Tree-sitter stuff in Emacs can be categorized into two parts: the tree-sitter API itself, and integration with fontification, indentation, Imenu, etc. You can use shortdoc to glance over all the tree-sitter API functions by typing M-x shortdoc RET treesit RET. The integration are described in the rest of the post.

Install language definitions

Tree-sitter by itself doesn’t know how to parse any particular language. It needs the language grammar (a dynamic library) for a language to be able to parse it.

First, find the repository for the language grammar, eg, tree-sitter-python. Take note of the Git clone URL of it, eg, https://github.com/tree-sitter/tree-sitter-python.git. Now check where is the parser.c file in that repository, usually it’s in src.

Make sure you have Git, C and C++ compiler, and run the treesit-install-grammar command, it will prompt for the URL and the directory of parser.c, leave other prompts at default unless you know what you are doing.

You can also manually clone the repository and compile it, and put the dynamic library at a standard library location. Emacs will be able to find it. If you wish to put it somewhere else, set treesit-extra-load-path so Emacs can find it.

Tree-sitter major modes

Tree-sitter modes should be separate major modes, usually named xxx-ts-mode. I know I said tree-sitter always appear as treesit in symbols, this is the only exception.

If the tree-sitter mode and the “native” mode could share some setup code, you can create a “base mode”, which only contains the common setup. For example, there is python-base-mode (shared), and both python-mode (native), and python-ts-mode (tree-sitter) derives from it.

In the tree-sitter mode, check if we can use tree-sitter with treesit-ready-p, it will emit a warning if tree-sitter is not ready (tree-sitter not built with Emacs, can’t find the language grammar, buffer too large, etc).

Fontification

Tree-sitter works like this: It parses the buffer and produces a parse tree.

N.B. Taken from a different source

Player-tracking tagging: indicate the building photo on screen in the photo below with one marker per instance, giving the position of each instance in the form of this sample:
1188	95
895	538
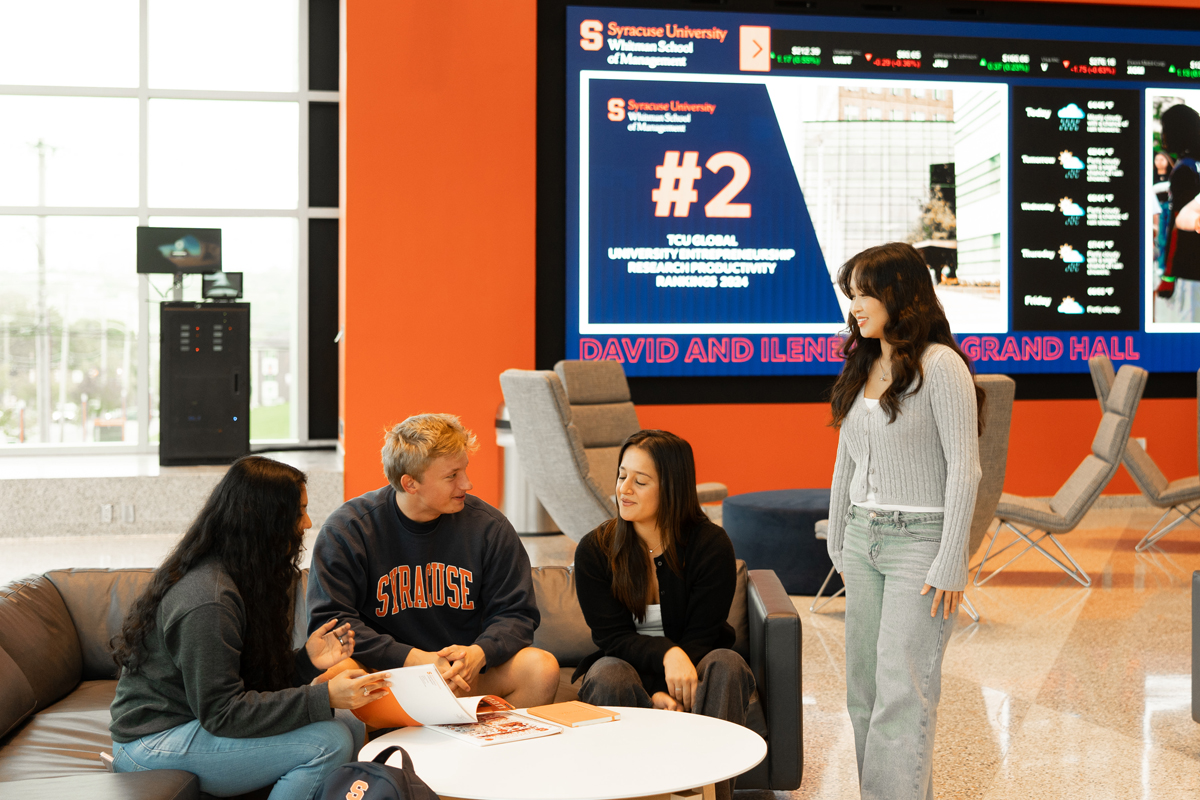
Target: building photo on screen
721	167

You provide a query made of patterns and capture names, tree-sitter finds the nodes that match these patterns, tag the corresponding capture names onto the nodes and return them to you. The query function returns a list of (capture-name . node).

For fontification, we simply use face names as capture names. And the captured node will be fontified in their capture name (the face).

The capture name could also be a function, in which case (NODE OVERRIDE START END) is passed to the function for fontification. START and END are the start and end of the region to be fontified. The function should only fontify within that region. The function should also allow more optional arguments with &rest _, for future extensibility. For OVERRIDE check out the docstring of treesit-font-lock-rules.

Query syntax

There are two types of nodes: “named nodes”, like (identifier), (function_definition), and “anonymous nodes”, like "return", "def", "(", ";". Parent-child relationship is expressed as

(parent (child) (child) (child (grand_child)))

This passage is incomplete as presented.